Литмир - Электронная Библиотека
A
A

— Нет, вы только послушайте этих мудрецов — они все обдумали! Господи, ну к чему этот нелепый разговор? Алеша, давай свой стакан. Да садись же к столу… Разгорячились, наговорили, чего не нужно… Тебе покрепче, папа? Ох, Ариша, Ариша! До чего же ты, оказывается, еще глупенькая девочка… Ни с кем не посоветовалась, ни в чем не разобралась и начинаешь выкидывать такие фортели: устраиваешься на работу, ходишь к юристам… позоришь папу. Неужели ты не поняла, что папу оскорбило бабулино поведение?

Подняв голову, Вениамин Павлович перехватил ее ласково-предостерегающий взгляд.

— Бабуля уехала, не поговорив, не простившись с папой. Она же и с вами-то не простилась, воспользовавшись, когда вы на каникулах гостили у тети Лины. Она могла обидеться на меня, возможно, в чем-то я была не права, но ведь папа-то ее ничем не обидел? Вот он и хотел, чтобы бабуля поняла, что поступила неправильно. Конечно, мы будем посылать ей деньги.

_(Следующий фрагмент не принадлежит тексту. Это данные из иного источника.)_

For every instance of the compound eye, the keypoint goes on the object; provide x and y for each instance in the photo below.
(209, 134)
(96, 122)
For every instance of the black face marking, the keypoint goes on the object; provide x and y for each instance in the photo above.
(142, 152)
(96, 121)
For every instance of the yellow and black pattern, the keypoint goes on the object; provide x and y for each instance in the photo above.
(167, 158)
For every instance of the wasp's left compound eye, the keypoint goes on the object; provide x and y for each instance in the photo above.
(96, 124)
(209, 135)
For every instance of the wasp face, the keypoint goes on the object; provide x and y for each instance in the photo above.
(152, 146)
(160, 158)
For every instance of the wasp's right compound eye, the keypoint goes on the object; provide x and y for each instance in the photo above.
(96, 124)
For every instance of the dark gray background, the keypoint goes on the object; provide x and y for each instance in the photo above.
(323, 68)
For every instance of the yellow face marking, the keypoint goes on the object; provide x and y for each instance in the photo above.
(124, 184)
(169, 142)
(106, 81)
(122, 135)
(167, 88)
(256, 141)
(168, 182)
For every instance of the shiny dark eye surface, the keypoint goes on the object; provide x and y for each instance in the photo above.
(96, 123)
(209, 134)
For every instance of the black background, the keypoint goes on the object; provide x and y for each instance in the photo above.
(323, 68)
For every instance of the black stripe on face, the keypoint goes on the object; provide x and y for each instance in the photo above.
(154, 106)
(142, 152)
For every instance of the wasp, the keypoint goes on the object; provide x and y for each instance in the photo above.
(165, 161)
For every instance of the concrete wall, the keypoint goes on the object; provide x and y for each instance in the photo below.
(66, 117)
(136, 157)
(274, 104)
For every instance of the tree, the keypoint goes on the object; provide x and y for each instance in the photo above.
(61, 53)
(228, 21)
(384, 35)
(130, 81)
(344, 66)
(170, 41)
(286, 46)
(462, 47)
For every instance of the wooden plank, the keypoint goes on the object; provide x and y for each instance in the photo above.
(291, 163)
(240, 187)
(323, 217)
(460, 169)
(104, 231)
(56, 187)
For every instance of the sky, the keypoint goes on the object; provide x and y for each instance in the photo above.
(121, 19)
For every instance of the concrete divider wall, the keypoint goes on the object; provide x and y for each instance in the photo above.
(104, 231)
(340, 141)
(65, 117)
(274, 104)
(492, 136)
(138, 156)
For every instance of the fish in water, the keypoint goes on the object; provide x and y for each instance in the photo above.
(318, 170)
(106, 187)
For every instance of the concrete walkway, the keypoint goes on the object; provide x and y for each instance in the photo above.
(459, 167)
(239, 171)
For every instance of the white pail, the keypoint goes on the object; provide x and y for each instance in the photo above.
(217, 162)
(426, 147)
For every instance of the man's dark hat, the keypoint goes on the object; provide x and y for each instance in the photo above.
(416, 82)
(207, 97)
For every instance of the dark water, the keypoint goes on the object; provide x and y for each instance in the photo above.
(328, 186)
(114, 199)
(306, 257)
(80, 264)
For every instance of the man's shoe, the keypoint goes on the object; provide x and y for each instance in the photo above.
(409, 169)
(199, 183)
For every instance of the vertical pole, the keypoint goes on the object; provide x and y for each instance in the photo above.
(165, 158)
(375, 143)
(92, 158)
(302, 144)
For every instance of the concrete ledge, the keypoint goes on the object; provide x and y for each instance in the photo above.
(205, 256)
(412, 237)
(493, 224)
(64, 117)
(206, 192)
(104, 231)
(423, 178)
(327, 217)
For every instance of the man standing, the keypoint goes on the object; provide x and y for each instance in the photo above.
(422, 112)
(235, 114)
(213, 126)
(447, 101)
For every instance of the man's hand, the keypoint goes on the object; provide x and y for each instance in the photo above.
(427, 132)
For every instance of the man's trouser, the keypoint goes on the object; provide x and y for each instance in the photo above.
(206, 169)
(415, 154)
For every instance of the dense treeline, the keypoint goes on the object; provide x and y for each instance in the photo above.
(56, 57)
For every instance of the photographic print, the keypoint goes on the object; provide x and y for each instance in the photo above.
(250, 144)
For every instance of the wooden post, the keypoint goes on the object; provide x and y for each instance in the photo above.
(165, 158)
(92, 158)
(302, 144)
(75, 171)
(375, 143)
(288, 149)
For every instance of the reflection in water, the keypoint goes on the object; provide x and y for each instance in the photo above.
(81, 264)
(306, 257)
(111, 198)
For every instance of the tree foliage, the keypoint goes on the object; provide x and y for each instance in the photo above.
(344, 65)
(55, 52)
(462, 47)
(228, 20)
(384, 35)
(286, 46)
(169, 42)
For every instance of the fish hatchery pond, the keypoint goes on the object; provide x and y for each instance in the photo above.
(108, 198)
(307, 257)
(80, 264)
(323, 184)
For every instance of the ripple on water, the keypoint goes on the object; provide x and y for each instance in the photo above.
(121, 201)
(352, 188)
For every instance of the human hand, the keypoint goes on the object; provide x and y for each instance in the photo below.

И, если будет нужно, папа сможет и комнату для нее получить. Я понимаю, она уже стара, ей нужен покой, отдельно жить ей будет удобнее. Она будет приходить к нам в гости, и вы сможете ее навещать, когда захотите.

Она ворковала, разливала кофе, раскладывая на тарелки куски праздничного торта.

Вениамин Павлович, постукивая ногтем по золоченому узору подстаканника, угрюмо слушал вкрадчиво-успокаивающее журчание.

— С папой и мамой нужно всегда быть откровенными. От них ничего нельзя скрывать, тем более нельзя что-то предпринимать без их ведома.

Вениамин Павлович хмуро взглянул на ребят.

Каким жалким и некрасивым стало лицо Иринки. Алешка слушал мать, приоткрыв рот, уже готовый к улыбке, но, покосившись на сестру, вдруг померк и опустил голову.

Они сидели рядом нахохлившись, как воробьи под дождем. Нет, они еще ничего не умели скрывать. Отец одним беглым взглядом прочел отраженные на их лицах чувства.

Смятение и… стыд.

Он тяжело поднялся и пошел из столовой… Слева в груди что-то нудно, противно сосало.

Он лег ничком в неубранную постель.

Праздничный завтрак не состоялся.

Расплата

Настроение было испорчено с самого утра. Вместо воскресного пирога Мария подала к завтраку яичницу с салом. Григорий Антонович хотел было спросить, где Сергей, почему не выходит к столу, но раздумал.

С Сергеем предстоял серьезный разговор, и сейчас не время было его начинать. Вчера вечером после работы Григорий Антонович здорово «набрался» у Веньки Пастухова. Как всегда, на людях он не позволял себе распускаться. По улице шел прямо, твердой походкой и, хотя в глазах все плыло и двоилось, степенно раскланивался со встречными.

Не было такого случая, чтобы он, Малахов Григорий Антонович, свалился хмельной или, что хуже всего, попал в вытрезвитель.

Он всегда успевал добраться до дома, иногда даже раздеться успевал самостоятельно. Дома, правда, он нередко вел себя не очень достойно. То просто колобродил, не давал семье спать, а иногда начинали вдруг всплывать старые обиды, чудилось, что жена и ребята недостаточно его уважают и хотят как-то унизить.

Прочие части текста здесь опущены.